Wagner was inspired to invent this instrument after a brief visit to Paris in 1853, when he visited the shop of
Adolphe Sax, the inventor of the saxophone. Wagner wanted an instrument that could
intone the Walhalla motif somberly like a trombone but with a less incisive tone like that of a
horn.
The Wagner tuba nominally exists in two sizes, tenor in B-flat and bass in F,
with ranges comparable to those of horns in the same pitches while being less
adept at the highest notes. Several 20th-century and later manufacturers have,
however, combined the two instruments into a double Wagner tuba in B-flat and F.

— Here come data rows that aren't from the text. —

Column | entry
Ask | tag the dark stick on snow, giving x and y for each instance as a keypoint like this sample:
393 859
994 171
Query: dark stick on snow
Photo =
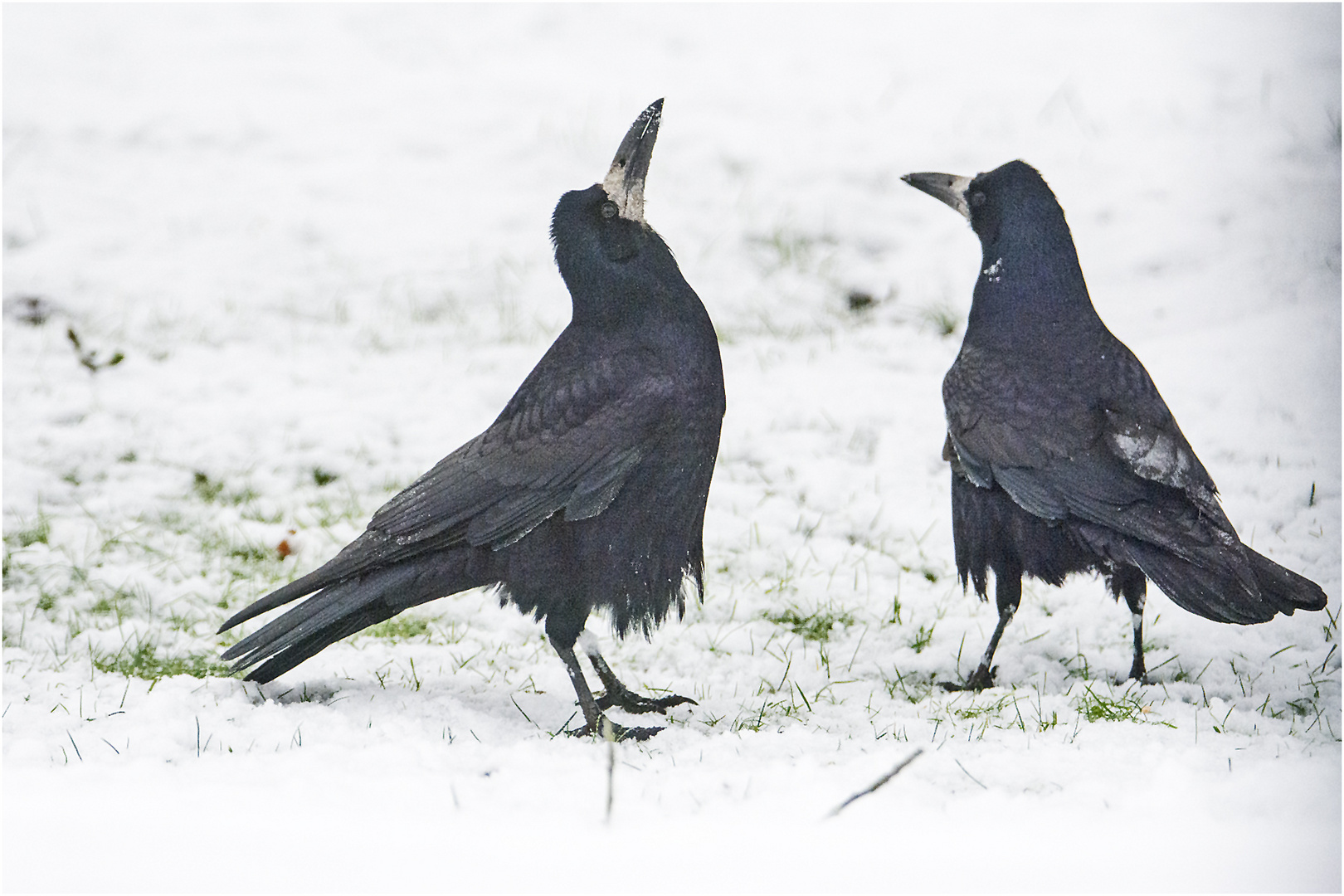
879 782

Wagner tubas are normally written as transposing instruments, but the
notation used varies considerably and is a common source of confusion—Wagner
himself used three different and incompatible notations in the course of the
Ring, and all three of these systems (plus some others) have been used by
subsequent composers. An additional source of confusion is the fact that the
instruments are invariably designated in orchestral scores simply as "tubas",
leaving it sometimes unclear as to whether true tubas or Wagner tubas are
intended (for example, the two tenor tubas in Janácek's Sinfonietta are
sometimes wrongly assumed to be Wagner tubas).
The sound of the Wagner tuba is mellower than that of the horn and sounds
more distant, yet also more focused. Bruckner generally uses them for pensive
melodic passages at piano to pianissimo dynamics. They can hold
their own in a forte tutti, of course, but Bruckner generally gives them
sustained tones rather than melodic motifs in such passages. In Bruckner's Eighth and Ninth Symphonies, the four Wagner
tubas are played by four players who alternate between playing horn and Wagner
tuba, which is the same procedure Wagner used in the Ring. This change is
simplified by the fact that the horn and Wagner tuba use the same mouthpiece.